What Javascript Framework should you be using?

What Javascript Framework should you be using? This seems to be the question everybody is asking … and everybody seems to have a different answer. I’m here at ng-conf 2015. Is AngularJS the answer?

Angular has a particular opinion about how to build a Javascript application. But other popular alternatives exist. Ember.js prescribes a set of conventions that help build large-scale web applications. React and Flux provide composable view components that can be assembled together to build a solution. And it seems like a new Javascript framework is released every few minutes that touts some amazing new feature (which, of course, has led to Framework Fatigue).

At ng-conf, however, a thought occurred to me.
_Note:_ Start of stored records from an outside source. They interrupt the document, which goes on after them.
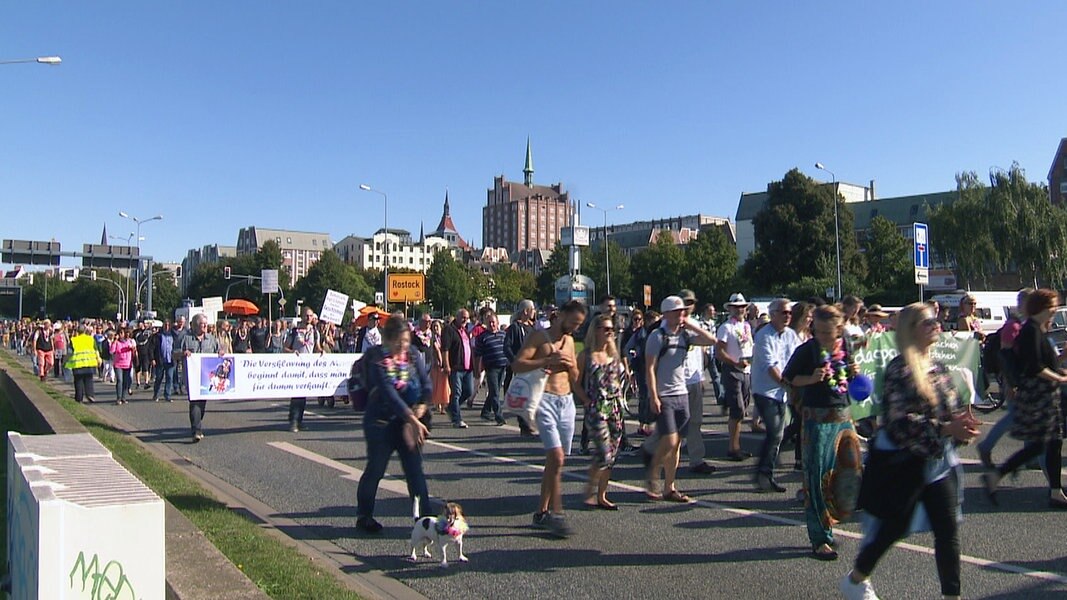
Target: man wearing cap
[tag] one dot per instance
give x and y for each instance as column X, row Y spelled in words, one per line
column 734, row 350
column 667, row 354
column 774, row 346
We saw presentations that discussed topics like:

  • how the Angular team discusses plans for Angular 2.0 and the existing 1.x versions in public, open forums with lots of input from the community.
  • how the Angular team didn’t have the right tool to measure performance, so they built their own benchmark tool and showed actual numbers for performance improvements.
  • how the Angular team, having already built unit testing (Karma) and end-to-end (Protractor) testing tools, wanted to also include accessibility testing, to ensure all users of various abilities could use the web applications that Google and others are building.
  • how the Angular team not only has thousands of tests around the source code that are automatically run in a continuous integration environment, but that when they push out releases of Angular, they also run tests for many of the internal Google applications built on Angular to ensure that changes haven’t broken functionality.
  • how the Angular team works with other members of our diverse community, like the TypeScript team or the Ember team, to see where there are opportunities to work together.

Consider how much care and craftsmanship is going into Angular as an open-source project. Perhaps there are other projects that operate at this level, but it’s probably the exception not the rule.

No one is saying that AngularJS is the right answer to every problem. But if I am an organization trying to make a decision on what Javascript framework I should use, how could I ask for more diligence from a project that I will use as a cornerstone to build my own application?  I don’t think you can go wrong with choosing Angular and its popularity is rightly justified.